Aufbereitung auf 76 Seiten

Relativ ruhig ist es die vergangenen Monate um den Sonderflughafen Oberpfaffenhofen geworden. Nicht nur der Flugverkehr hält sich zurück. Auch die Diskussion scheint verstummt. Seit Montag jedoch liegt die Urteilsbegründung vor.

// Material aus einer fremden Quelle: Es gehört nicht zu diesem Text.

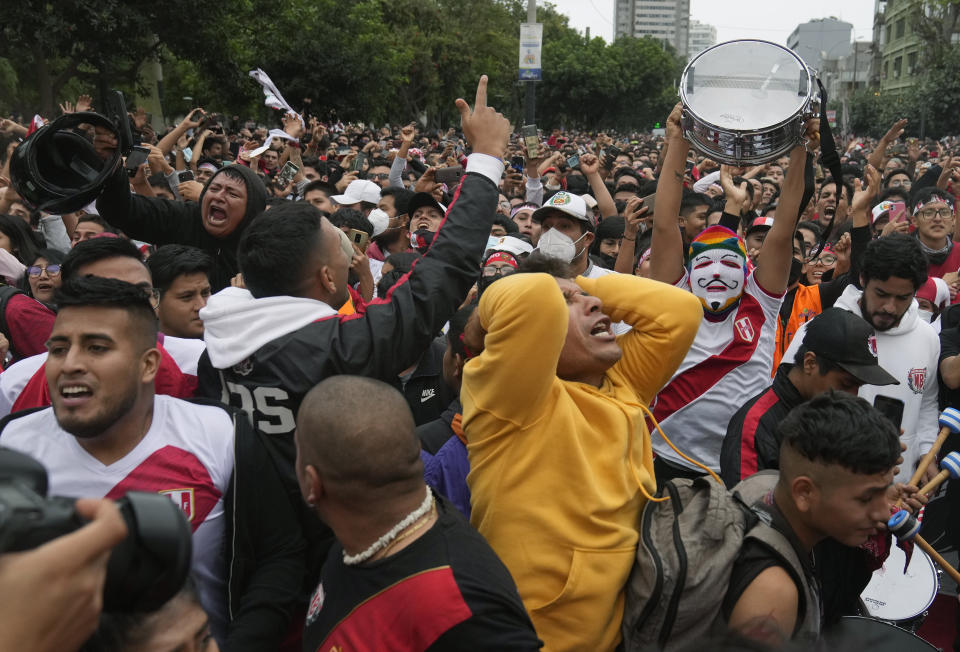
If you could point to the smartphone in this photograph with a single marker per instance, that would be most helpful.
(359, 238)
(136, 158)
(898, 212)
(531, 139)
(287, 173)
(892, 408)
(450, 175)
(649, 201)
(357, 164)
(610, 155)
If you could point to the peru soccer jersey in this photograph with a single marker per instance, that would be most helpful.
(728, 362)
(187, 454)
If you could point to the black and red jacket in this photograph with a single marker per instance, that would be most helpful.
(752, 443)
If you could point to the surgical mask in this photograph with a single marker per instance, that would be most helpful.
(796, 268)
(716, 278)
(421, 239)
(555, 244)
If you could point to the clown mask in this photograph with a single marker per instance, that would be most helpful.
(716, 278)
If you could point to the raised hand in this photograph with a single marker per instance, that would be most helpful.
(636, 217)
(486, 130)
(84, 103)
(863, 196)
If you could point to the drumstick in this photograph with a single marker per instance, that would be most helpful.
(949, 422)
(905, 526)
(951, 469)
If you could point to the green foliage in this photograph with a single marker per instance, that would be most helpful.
(371, 60)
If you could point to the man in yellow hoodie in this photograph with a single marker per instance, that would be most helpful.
(559, 451)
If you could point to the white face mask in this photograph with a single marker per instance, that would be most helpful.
(716, 278)
(555, 244)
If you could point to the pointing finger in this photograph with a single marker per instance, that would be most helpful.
(481, 94)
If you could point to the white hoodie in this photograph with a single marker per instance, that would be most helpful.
(910, 352)
(235, 325)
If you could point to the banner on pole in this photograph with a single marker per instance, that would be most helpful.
(531, 40)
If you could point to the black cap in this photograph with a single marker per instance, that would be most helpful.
(849, 342)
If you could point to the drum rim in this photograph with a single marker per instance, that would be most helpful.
(936, 587)
(811, 78)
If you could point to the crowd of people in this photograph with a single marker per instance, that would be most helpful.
(427, 390)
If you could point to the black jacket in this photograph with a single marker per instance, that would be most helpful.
(426, 391)
(434, 434)
(265, 550)
(389, 337)
(163, 221)
(752, 443)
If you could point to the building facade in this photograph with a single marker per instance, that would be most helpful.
(702, 36)
(823, 38)
(664, 20)
(901, 48)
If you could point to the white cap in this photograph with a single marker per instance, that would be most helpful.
(511, 245)
(358, 191)
(565, 202)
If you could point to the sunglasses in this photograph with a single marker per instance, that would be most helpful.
(37, 270)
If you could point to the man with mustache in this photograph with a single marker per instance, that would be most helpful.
(732, 353)
(894, 267)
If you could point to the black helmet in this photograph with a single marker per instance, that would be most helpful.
(57, 169)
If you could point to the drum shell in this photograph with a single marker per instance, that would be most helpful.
(757, 144)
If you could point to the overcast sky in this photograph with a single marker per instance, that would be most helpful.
(772, 20)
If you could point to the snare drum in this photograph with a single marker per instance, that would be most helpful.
(857, 633)
(896, 597)
(745, 102)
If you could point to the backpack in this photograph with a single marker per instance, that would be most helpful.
(687, 549)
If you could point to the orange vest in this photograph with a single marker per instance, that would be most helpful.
(806, 306)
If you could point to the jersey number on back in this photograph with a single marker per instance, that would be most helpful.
(267, 401)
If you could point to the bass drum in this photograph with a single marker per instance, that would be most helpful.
(745, 102)
(858, 633)
(899, 597)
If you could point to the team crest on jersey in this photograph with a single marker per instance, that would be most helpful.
(745, 329)
(316, 604)
(182, 498)
(243, 368)
(916, 378)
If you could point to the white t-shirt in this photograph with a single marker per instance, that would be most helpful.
(728, 362)
(186, 454)
(185, 352)
(595, 271)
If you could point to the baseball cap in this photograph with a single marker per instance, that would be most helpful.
(759, 223)
(358, 191)
(565, 202)
(511, 245)
(849, 342)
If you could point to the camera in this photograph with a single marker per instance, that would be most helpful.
(144, 571)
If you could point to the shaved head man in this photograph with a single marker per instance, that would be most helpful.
(400, 549)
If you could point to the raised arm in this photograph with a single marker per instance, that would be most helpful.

Es war nicht anders zu erwarten. Die Urteilsbegründung wurde für spätestens März zugesagt. Seit Montag liegt die fast 76-seitige Aufbereitung durch das Bayerische Verwaltungsgericht München vor. Wie berichtet, hatten unter anderem die Gemeinden Gilching, Germering und Weßling gegen die Änderungsgenehmigung für den Sonderflughafen Oberpfaffenhofen Klage eingereicht. Anlass war die vom Luftamt Süd erteilte Genehmigung für den Geschäftsreiseflugverkehr am Sonderflughafen Oberpfaffenhofen. Trotz mehrere Verhandlungstage, die sich von Sommer 2009 bis zum Herbst 2009 hinzogen, wurde die EDMO Flughafenbetreibergesellschaft als Beklagte vom Verwaltungsgericht im Falle Gilching lediglich dazu verpflichtet, durch Anordnung geeigneter Maßnahmen sicherzustellen, dass am Kindergarten Kleinfeldstraße im Ortsteil Geisenbrunn ein äquivalenter Dauerschallpegel im Außenbereich von 60 Dezibel nicht überschritten wird. Im Übrigen wurde die Klage abgewiesen. Die Kommune als Klägerin wurde außerdem verurteilt, drei Viertel sowohl von den Gerichtskosten als auch von den außergerichtlichen Kosten zu übernehmen. Nun ist es Sache der Anwältin, die Urteilsbegründung aus rechtlicher Sicht zu durchleuchten. Danach entscheidet sich, ob die Gemeinde in Berufung gehen wird. In der Sondersitzung am Dienstag, 23. März, 19 Uhr, soll darüber entschieden werden. Des Weiteren steht auf der Tagesordnung das weitere Vorgehen in der Normenkontrollsache wegen der Zielfestsetzung im Landesentwicklungsprogramm. Der Punkt wurde einst zurückgestellt, weil man das Verfahren am Verwaltungsgericht und die Urteilsbegründung abwarten wollte. Den Kommunen, auch der Gemeinde Weßling wurde die Urteilsbegründung mittlerweile zugestellt, bleiben nun vier Wochen Zeit, in Berufung zu gehen. Offen ist außerdem, ob sich die EDMOs mit dem Urteil zufrieden gibt. Unter Umständen bedeutet die Reduzierung des zulässigen Lärms von 62 auf 60 Dezibel für den Flugverkehr eine nicht einzuhaltende Grenze.